About this item
Baghdad Nov 2 Dearest Mother. I've got your letter of Sep 21 for which many thanks. There appears to be a post out once a week - I wonder whether it arrives with any regularity? I've had a week of endless visitors. Everyone comes to see me on my return - it's rather nice but it takes up an immense time. As a rule they occupy the morning solidly and begin again after 3 p.m. With all this I'm trying to write a report of Syria which I usually do from 8 p.m. till midnight. It's nearly finished. I have been myself to see the Naqib and to pay a visit of condolence on one of the big families, the head of which, an old friend of mine, has died. I'm very sorry he's dead. But I'm glad he won't have the opportunity of doing it again so that I shall not have to pay another visit of condolence. It was awful. All the women of the family met me on the threshold of the haram, dressed in the blackest black their hair cut short and tears streaming down their cheeks. NB he has been dead a month. They cried uninterruptedly for 10 minutes and again at intervals whenever they remembered to do so. They were very fond of him, I know, his wife and sisters, but no one can, unless they determine to do so, cry solidly for a month. He was very very rich and has left 2 little girls, but the widow is going to have a baby and the chief subject of conversation in Baghdad is whether it will be a boy.

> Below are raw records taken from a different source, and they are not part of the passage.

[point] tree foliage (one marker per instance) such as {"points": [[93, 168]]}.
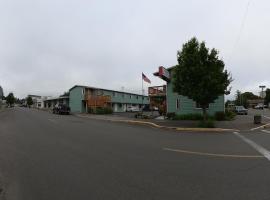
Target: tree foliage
{"points": [[10, 99], [200, 74], [241, 99]]}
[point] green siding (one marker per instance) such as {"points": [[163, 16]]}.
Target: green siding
{"points": [[76, 98], [188, 106]]}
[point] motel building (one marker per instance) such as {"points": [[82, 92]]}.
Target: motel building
{"points": [[177, 103], [84, 98]]}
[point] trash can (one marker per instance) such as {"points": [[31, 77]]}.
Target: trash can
{"points": [[257, 119]]}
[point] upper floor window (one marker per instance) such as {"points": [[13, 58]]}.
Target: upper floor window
{"points": [[198, 105]]}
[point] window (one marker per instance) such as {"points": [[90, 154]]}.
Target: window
{"points": [[198, 105], [177, 104]]}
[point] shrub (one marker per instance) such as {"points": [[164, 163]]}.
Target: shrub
{"points": [[206, 124], [170, 115], [220, 116], [188, 117]]}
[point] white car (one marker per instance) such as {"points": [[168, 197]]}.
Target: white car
{"points": [[132, 109]]}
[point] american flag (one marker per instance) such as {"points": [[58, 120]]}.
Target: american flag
{"points": [[145, 78]]}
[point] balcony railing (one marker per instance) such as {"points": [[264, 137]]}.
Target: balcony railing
{"points": [[97, 101], [157, 91]]}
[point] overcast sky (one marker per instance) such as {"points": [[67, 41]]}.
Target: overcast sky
{"points": [[47, 46]]}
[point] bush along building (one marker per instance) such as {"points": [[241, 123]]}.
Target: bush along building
{"points": [[84, 99], [182, 105]]}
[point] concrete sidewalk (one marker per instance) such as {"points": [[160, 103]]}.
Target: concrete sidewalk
{"points": [[241, 123], [183, 125]]}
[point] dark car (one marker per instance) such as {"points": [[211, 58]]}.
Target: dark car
{"points": [[240, 110], [61, 109]]}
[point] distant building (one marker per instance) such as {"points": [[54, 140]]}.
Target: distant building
{"points": [[38, 101], [254, 102], [53, 101]]}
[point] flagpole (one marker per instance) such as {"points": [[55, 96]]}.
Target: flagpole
{"points": [[142, 93]]}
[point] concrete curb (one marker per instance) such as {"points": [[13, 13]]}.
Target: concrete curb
{"points": [[164, 127]]}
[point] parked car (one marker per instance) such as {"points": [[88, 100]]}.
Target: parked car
{"points": [[240, 110], [132, 109], [61, 109], [259, 106]]}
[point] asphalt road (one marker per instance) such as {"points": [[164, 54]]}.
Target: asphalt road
{"points": [[46, 156]]}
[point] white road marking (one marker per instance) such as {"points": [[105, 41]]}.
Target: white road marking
{"points": [[257, 147], [253, 129], [265, 131]]}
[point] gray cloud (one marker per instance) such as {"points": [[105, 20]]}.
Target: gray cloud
{"points": [[46, 47]]}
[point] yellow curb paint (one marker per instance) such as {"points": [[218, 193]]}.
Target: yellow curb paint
{"points": [[212, 154]]}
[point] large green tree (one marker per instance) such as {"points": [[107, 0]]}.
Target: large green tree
{"points": [[10, 99], [200, 74]]}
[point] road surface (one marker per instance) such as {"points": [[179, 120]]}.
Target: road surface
{"points": [[45, 156]]}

I have also attended a meeting for the promotion of a public library for the native population. The scheme was started by the wife of one of the judicial officers, Mrs Forbes; I met her at the meeting for the first time - she seems a nice woman. The proceedings were in Arabic and I made a speech - it was not extempore, I had been asked to do it the day before and had carefully prepared it with the aid of a native, for one has to make speeches in high falutin literary Arabic. Everyone else was much more high falutin. The chief man of letters recited an ode specially written for the occasion. It had an immense success. After any specially eloquent couplet the audiences cried out "True! true!" and sometimes "Repeat!" It was a long ode anyway even without encores but the enthusiasm lasted to the end. And I made some valuable mental notes as to the right way of making public meetings agreeable to Baghdad audiences. The rules are quite different from ours. There was much praise of Mrs Forbes, but as she doesn't understand a word of Arabic she sat through it unblushingly. I however bridled suitably when it came to my turn to be eulogized.

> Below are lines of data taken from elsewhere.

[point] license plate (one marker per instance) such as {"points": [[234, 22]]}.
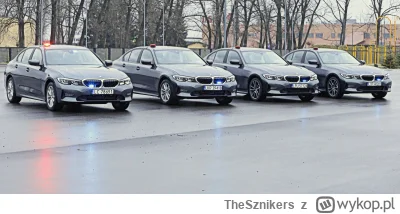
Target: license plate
{"points": [[212, 88], [299, 85], [374, 84], [103, 91]]}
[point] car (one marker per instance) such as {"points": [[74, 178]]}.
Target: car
{"points": [[340, 73], [62, 74], [261, 73], [174, 73]]}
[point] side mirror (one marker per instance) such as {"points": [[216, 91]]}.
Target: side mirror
{"points": [[34, 62], [235, 62], [108, 63], [146, 62]]}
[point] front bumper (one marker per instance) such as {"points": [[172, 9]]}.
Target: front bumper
{"points": [[284, 88], [361, 86], [196, 90], [83, 94]]}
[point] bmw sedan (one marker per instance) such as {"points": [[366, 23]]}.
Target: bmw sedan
{"points": [[61, 74], [260, 73], [173, 73], [340, 73]]}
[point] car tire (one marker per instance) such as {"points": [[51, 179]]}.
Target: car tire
{"points": [[51, 98], [120, 106], [224, 100], [11, 94], [256, 90], [379, 95], [334, 88], [167, 93], [306, 98]]}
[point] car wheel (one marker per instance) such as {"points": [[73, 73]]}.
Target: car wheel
{"points": [[306, 98], [11, 94], [120, 106], [379, 95], [224, 100], [256, 90], [333, 88], [167, 93], [51, 98]]}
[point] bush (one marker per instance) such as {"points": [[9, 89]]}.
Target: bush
{"points": [[390, 62]]}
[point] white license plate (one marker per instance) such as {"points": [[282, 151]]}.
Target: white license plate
{"points": [[374, 84], [299, 85], [103, 91], [212, 88]]}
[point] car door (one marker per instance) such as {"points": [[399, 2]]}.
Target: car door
{"points": [[240, 73], [147, 75], [23, 70], [36, 77], [314, 68]]}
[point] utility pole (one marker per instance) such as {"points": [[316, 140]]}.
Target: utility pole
{"points": [[225, 23]]}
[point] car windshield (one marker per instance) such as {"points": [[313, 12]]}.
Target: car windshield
{"points": [[71, 57], [177, 57], [262, 57], [337, 57]]}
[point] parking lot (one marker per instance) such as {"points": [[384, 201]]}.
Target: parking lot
{"points": [[281, 145]]}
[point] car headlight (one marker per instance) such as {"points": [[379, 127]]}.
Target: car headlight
{"points": [[125, 81], [230, 79], [386, 77], [273, 77], [314, 77], [184, 78], [351, 76], [66, 81]]}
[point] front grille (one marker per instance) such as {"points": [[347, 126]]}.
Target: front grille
{"points": [[297, 90], [305, 79], [110, 83], [204, 80], [211, 93], [92, 83], [367, 77], [379, 77], [292, 78], [219, 80], [100, 97]]}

I dined with Mrs Evelyn Howell, a dull little lady. Evelyn was away on tour but she was kind enough to ask me to dinner because I had no cook - I've got one now. And I dined with Frank Balfour, a pleasant evening in his large mess. I haven't seen him much alone yet. My dear Mr Bullard is here, working with Evelyn. He spent an evening with me. And Sir G. MacMunn is here; he came back from Basrah [Basrah, Al (Basra)] yesterday, and we went out motoring in the evening. She will be out in the middle of Dec.! He doesn't know whether he is going to get the Q. job in India and the appointment probably won't be made till next Feb. Meantime I'm glad to have him here. He and his staff came to tea with me today.
My garden is full of zinnias and marigolds and there are masses of chrysanthemums just coming out. The weather is delicious - a maximum temp. of about 88°.

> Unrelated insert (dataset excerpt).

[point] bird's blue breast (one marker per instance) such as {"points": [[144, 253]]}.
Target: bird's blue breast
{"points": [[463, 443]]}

I think you said you would order books for me for a month or 6 weeks after I left? Meantime, I don't like to send an order direct since I don't know what you have sent me. So for the next month or so I will send a little list to you and will you please send it on to whatever bookseller you have ordered my books from? He'll know if anything I order has already been on your list. I'm afraid this is rather a trouble for you but in a little while I'll order direct - as soon as the books ordered by you cease coming. My dear love and I'm your very affectionate daughter Gertrude
Oh please will you send me a dozen B pencils - the pencils supplied to us by the Govt of India are execrable.